Analyzing a player or a tournament
ChessBase allows to do more than just find the report of a single game, it allows you to run a batch of such analyses on a group of games and tell you the average performance of everyone. Let’s imagine we want to analyze the complete Sinquefield Cup recently finished and see how the players did overall.
First we open up a list of all the games of the tournament, then highlight the same you want analyzed.
Now go to the Analysis tab and click on Centipawn Analysis. Although it will give a full report in each and every game, it will do more than that.
It will provide you with a full summary on the run, as well as charts depicting their relative centipawn error rate performance compared to their Elo performance.

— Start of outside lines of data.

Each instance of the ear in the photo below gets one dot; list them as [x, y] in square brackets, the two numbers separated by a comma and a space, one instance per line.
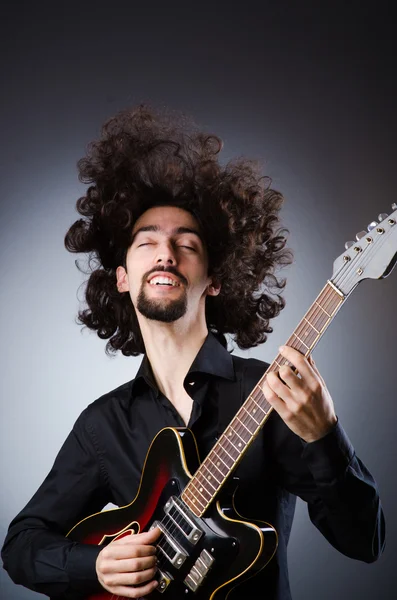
[214, 288]
[122, 279]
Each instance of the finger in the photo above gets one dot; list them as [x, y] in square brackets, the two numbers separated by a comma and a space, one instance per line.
[290, 377]
[120, 551]
[130, 565]
[134, 592]
[147, 537]
[300, 362]
[278, 386]
[274, 400]
[114, 579]
[313, 365]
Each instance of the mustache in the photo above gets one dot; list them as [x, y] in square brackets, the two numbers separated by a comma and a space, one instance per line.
[167, 270]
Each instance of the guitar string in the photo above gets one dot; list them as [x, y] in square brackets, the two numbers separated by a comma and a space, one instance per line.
[329, 298]
[245, 424]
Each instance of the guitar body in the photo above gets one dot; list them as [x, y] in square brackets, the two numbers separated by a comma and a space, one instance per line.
[199, 557]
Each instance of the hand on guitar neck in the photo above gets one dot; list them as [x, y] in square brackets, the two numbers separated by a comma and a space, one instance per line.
[301, 398]
[126, 567]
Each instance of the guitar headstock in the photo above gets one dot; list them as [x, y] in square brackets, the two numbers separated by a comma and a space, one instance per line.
[372, 256]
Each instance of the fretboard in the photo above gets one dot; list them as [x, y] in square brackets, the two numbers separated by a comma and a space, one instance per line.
[244, 427]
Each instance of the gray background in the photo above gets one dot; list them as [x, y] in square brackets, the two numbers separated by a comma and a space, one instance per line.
[310, 91]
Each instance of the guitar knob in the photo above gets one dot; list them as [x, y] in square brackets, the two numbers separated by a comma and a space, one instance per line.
[372, 225]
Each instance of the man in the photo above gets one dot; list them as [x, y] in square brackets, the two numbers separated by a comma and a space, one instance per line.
[183, 246]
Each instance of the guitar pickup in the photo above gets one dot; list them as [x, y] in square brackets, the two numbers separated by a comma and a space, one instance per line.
[180, 517]
[164, 580]
[169, 547]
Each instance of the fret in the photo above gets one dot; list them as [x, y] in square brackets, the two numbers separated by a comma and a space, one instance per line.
[230, 442]
[242, 432]
[202, 489]
[187, 489]
[301, 341]
[323, 309]
[202, 481]
[258, 405]
[312, 326]
[192, 482]
[227, 452]
[250, 432]
[208, 479]
[240, 437]
[216, 467]
[220, 458]
[249, 414]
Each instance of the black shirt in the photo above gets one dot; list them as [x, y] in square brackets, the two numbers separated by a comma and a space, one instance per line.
[102, 458]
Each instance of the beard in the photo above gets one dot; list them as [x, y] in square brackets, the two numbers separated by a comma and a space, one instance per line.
[162, 310]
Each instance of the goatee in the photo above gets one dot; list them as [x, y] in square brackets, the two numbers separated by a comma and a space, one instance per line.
[157, 310]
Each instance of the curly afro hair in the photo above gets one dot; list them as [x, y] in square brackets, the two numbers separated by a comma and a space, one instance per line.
[147, 158]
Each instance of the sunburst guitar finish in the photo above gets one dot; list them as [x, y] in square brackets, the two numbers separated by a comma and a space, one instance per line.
[198, 557]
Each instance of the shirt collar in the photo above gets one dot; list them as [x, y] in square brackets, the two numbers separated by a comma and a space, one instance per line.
[212, 358]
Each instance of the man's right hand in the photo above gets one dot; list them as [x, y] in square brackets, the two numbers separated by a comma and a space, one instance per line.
[128, 562]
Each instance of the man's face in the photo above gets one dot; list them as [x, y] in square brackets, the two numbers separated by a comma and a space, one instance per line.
[167, 265]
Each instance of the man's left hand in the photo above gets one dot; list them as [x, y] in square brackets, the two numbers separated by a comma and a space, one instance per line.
[301, 398]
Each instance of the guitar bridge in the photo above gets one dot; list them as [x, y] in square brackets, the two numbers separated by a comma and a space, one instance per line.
[169, 547]
[164, 580]
[199, 570]
[177, 512]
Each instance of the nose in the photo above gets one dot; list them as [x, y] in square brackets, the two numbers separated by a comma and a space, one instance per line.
[166, 255]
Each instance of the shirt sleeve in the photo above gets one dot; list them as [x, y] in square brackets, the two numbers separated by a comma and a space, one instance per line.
[342, 496]
[36, 553]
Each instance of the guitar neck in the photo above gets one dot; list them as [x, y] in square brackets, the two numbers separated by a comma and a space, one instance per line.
[242, 430]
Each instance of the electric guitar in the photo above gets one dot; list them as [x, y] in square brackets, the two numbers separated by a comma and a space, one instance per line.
[205, 548]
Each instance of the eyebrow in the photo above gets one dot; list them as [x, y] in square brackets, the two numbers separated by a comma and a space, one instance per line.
[175, 231]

But if you want to be able to work with the data you need not content yourself with this. In the folder where the actual database is located, an Excel spreadsheet will be located with detailed breakdowns.
Important: Be warned it will create the Excel file named after the database you did the analysis on, so if you were to run the centipawn analysis on a subset of games of Mega 2022 for example, then each time you ran the centipawn analysis, it would overwrite the previous Excel file with the same name.
Fat Fritz 2.0 is the successor to the revolutionary Fat Fritz, which was based on the famous AlphaZero algorithms. This new version takes chess analysis to the next level and is a must for players of all skill levels.
Centipawn is a fascinating atemporal way of testing the pure quality of play based on engine analysis, and can be used to test a game, even yours, to see how you are doing. As always, be careful about trying to reach verdicts on single examples, since even I have short wins that enjoy a score below 0.10, whilst fully aware I could never maintain that as an average.